I also know a woman who had a child at 15 and, because she was living at home with her parents at the time, she tried to hide it by keeping herself covered up in tight clothing, and so on. Eventually she also tore her rectus abdominus when the baby got bigger and has many bumps up and down her abdomen from that (she's in her 50s now). I can honestly say all those stretchmarks and scars do not detract from her beauty. She has a lightness, confidence, and femininity that showed through all her scars. So, don't worry. You are beautiful. If someone is turned off by something like enough that to reject you, would they be the sort of person you'd really want to be with anyway?
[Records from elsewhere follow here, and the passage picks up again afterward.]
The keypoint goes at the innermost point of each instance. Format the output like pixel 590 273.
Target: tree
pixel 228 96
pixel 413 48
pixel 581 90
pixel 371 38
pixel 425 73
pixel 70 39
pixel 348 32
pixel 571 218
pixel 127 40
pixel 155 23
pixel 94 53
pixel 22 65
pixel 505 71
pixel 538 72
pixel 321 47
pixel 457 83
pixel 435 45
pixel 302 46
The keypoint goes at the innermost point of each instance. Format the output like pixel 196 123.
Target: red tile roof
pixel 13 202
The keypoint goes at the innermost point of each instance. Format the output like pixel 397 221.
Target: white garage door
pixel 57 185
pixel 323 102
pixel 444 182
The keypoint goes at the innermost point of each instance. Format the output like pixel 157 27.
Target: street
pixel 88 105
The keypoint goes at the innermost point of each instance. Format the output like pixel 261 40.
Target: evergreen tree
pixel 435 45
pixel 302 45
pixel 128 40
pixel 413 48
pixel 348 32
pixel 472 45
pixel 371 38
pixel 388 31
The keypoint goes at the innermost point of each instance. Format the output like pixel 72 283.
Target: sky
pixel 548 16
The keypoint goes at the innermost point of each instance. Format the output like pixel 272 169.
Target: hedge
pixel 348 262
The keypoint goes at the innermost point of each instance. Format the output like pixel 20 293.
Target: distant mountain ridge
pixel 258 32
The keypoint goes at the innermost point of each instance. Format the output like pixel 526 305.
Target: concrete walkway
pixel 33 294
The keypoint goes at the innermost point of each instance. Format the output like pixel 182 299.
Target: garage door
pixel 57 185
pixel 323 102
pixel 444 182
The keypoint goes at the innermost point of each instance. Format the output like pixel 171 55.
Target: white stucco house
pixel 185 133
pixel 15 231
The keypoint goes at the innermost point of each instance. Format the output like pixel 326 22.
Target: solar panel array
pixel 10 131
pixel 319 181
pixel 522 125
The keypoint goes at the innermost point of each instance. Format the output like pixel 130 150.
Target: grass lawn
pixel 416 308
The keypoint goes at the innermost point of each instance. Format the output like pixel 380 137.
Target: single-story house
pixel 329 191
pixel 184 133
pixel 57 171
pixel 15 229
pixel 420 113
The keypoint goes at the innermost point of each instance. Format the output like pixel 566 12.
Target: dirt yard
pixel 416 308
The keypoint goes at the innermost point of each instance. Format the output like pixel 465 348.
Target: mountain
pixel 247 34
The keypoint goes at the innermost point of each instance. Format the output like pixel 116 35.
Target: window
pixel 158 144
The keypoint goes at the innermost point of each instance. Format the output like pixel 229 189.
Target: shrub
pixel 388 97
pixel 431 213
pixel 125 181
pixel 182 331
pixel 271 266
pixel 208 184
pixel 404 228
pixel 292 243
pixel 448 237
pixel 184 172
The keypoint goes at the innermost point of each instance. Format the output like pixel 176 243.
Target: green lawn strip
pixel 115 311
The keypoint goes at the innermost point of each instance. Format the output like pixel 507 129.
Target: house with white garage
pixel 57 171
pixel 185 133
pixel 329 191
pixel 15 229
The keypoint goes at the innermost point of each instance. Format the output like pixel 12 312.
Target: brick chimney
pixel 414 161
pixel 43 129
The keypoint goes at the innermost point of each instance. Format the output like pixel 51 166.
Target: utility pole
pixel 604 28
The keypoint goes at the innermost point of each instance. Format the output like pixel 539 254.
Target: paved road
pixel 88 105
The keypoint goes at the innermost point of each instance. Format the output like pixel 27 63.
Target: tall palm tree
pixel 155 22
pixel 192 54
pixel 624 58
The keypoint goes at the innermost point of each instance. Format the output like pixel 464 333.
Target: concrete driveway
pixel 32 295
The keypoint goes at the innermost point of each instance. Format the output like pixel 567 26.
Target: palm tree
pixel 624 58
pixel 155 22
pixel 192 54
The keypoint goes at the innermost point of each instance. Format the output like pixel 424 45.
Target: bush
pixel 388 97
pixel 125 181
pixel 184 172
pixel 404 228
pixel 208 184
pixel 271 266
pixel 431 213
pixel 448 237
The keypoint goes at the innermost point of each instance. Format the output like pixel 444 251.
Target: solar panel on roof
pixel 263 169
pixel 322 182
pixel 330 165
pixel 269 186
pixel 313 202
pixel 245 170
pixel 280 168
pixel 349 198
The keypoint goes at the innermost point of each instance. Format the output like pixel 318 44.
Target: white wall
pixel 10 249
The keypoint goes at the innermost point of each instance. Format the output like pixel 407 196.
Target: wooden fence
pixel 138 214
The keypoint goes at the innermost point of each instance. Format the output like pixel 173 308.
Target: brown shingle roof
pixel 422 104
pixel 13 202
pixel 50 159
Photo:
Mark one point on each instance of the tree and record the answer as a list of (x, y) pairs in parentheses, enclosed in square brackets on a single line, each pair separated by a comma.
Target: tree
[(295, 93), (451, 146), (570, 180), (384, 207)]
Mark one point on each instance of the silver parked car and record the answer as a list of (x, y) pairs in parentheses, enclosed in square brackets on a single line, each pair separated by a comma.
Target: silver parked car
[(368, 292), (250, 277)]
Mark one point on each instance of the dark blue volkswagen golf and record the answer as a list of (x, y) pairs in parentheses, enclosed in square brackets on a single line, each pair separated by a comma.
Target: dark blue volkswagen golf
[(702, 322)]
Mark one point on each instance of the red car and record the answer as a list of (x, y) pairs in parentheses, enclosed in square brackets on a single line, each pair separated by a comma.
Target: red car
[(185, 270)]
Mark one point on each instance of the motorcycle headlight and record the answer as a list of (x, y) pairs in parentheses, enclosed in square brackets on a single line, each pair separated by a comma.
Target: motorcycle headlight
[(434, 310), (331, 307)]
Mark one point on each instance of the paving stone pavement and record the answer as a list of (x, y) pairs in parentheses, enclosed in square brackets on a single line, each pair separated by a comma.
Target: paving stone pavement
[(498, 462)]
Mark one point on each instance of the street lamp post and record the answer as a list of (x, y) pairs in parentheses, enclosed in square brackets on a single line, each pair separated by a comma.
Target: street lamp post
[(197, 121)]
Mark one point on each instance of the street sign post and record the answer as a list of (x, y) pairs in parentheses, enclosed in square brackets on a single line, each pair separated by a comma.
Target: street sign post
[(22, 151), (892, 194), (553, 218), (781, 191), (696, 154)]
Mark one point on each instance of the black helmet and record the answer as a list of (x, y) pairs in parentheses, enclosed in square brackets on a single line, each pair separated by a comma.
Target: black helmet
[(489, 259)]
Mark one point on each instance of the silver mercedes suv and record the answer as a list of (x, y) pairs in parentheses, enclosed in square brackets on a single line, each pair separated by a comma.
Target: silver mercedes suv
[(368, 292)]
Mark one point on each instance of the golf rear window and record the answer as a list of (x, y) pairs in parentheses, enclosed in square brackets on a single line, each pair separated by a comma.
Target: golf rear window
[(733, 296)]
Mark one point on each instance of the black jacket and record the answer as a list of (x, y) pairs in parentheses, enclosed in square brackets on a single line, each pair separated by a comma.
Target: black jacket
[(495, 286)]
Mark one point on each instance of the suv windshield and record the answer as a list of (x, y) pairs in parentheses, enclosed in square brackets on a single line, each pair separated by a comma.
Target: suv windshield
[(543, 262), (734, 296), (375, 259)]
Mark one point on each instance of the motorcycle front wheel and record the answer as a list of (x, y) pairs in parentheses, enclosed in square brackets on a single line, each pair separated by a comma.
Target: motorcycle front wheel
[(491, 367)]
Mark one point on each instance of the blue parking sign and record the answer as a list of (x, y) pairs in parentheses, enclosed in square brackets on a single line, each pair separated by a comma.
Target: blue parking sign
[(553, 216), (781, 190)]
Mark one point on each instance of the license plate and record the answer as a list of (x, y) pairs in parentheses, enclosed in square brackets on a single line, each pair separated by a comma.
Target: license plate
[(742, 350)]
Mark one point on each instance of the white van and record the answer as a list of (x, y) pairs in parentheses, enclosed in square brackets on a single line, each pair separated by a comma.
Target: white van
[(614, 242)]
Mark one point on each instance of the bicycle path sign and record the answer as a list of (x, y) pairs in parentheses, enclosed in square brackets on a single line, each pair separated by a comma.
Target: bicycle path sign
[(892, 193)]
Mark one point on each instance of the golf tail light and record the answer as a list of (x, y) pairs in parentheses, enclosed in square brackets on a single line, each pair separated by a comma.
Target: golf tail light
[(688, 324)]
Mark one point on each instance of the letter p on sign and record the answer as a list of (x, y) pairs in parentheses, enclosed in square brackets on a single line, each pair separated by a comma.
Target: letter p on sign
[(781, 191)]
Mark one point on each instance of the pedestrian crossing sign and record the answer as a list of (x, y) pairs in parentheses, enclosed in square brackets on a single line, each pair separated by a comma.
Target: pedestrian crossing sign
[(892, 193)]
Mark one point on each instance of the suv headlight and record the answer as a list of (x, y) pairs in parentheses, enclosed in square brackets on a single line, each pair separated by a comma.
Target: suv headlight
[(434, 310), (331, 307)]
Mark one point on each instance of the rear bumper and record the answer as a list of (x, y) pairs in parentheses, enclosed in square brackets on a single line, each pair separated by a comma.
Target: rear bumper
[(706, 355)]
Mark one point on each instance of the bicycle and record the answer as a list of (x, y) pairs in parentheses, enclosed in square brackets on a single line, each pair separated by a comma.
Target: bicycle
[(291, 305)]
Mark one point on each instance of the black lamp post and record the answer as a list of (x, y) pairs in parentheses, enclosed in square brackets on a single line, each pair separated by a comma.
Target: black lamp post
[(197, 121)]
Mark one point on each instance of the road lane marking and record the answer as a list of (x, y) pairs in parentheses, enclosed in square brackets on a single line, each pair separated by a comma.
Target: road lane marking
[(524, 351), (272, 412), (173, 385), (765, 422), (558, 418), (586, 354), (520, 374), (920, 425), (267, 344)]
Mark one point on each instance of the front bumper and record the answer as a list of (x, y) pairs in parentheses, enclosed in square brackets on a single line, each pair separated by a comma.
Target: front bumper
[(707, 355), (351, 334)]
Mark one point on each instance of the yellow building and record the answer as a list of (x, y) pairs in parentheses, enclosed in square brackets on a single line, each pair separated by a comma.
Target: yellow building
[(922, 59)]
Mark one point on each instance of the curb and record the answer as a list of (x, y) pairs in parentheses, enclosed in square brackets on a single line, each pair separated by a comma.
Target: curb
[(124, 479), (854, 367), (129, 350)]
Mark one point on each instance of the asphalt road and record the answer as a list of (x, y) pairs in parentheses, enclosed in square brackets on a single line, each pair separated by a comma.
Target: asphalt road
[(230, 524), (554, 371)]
Who says you have to jump in bed right away with people you're interested in, whether you have surgery pending or not? There is nothing wrong with saying to these suitors of yours that you are very interested but want to go slowly, and get to know them before anything physical develops. It's not usually my MO to wait, but I suspect it's a good thing to practice for those of us who usually do get sexual right away. Plenty people do like to develop friendships or relationships before having sex with someone, and two or three or six months isn't actually that long.
Think about it this way, you're having abdominal surgery at the end of May, which is kind of around the corner, really. It's only three months away. You can have one date a week or one date every ten days with both these people and still be getting to know them by the middle of April. You'll know by then whether or not you will feel okay with either of them seeing you nekkid before the surgery. You can tell them about the surgery and your apprehension about intimacy if you develop that kind of rapport with them. But you won't know if you don't let yourself go out there and date them.
Just date! Let yourself have a good time getting to know the people you're dating without projecting about where it will lead. I would say this whether you had these insecurities or not. Dating can be its own fun reward and not have a contract attached to it.